Richard Martel

Le député conservateur Richard Martel appuie l’aide aux médias

Le député conservateur de Chicoutimi-Le Fjord appuie l’aide fédérale aux médias écrits. Richard Martel a commencé à côtoyer les journalistes bien des années avant de se lancer en politique et il ne se gêne pas pour dire que la presse régionale est importante.

« Elle a des besoins particuliers différents de Québec et Montréal. J’y ai souvent eu affaire au cours de ma carrière (d’entraîneur au hockey) et il ne faut pas la voir disparaître. »

Richard Martel croit en une presse libre et indépendante et est confiant que malgré l’aide gouvernementale rendue nécessaire par la chute des revenus causée par Facebook et Google, elle pourra continuer à bien faire son travail. Il ajoute cependant que celle-ci se retrouve dans une drôle de position où les apparences vont peser lourd. « Il y aura des questions sur l’objectivité et ce sont les médias qui devront vivre avec ça toute l’année. Car monsieur et madame Tout-le-monde vont se poser des questions. »

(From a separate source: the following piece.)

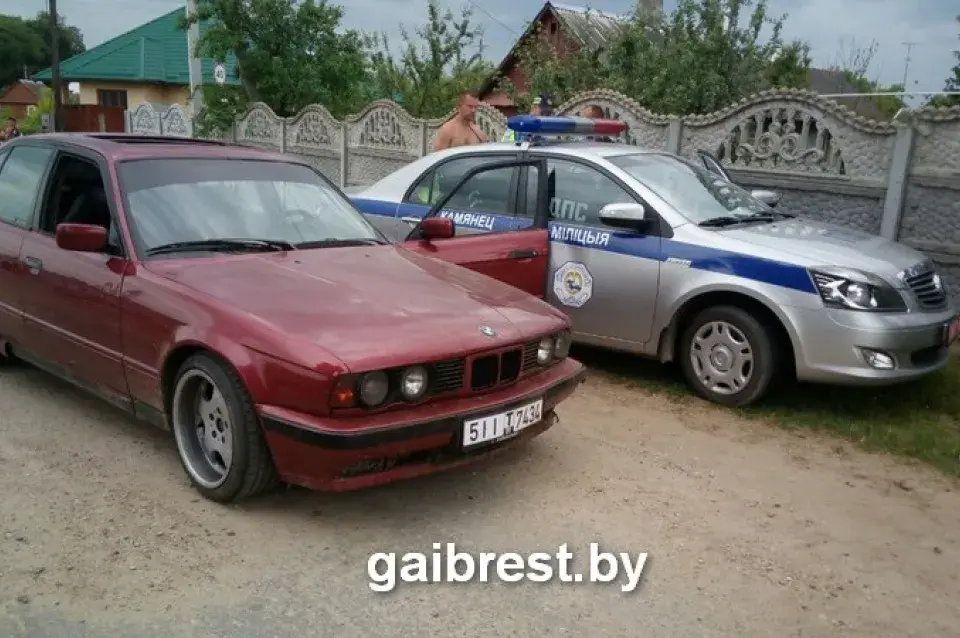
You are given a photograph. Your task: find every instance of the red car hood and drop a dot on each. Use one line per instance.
(371, 307)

Le député conservateur reproche au gouvernement libéral d’avoir pris la décision d’aider la presse moins d’un an avant l’élection générale. « Il aurait pu le faire bien avant. Mais là, ça paraît mal », ajoute celui qui, dès son élection, avait offert sa collaboration pour aider à résoudre la crise.

Malgré tout, il croit que les médias sauront faire la part des choses pendant la campagne électorale et que l’aide offerte ne viendra pas teinter leur travail. « Mais pendant les élections, ça joue dur », met-il en garde.

De la parole aux actes

Cela dit, Richard Martel s’interroge maintenant sur la mécanique qui sera mise en place pour distribuer l’argent. « On en rencontre régulièrement des organismes qui viennent se plaindre à Ottawa que l’argent annoncé dans des programmes ne leur parvient pas. » Selon lui, que ce soit dans un journal papier ou une publication numérique, il sera important de déterminer qui est journaliste et comment ce sera réparti.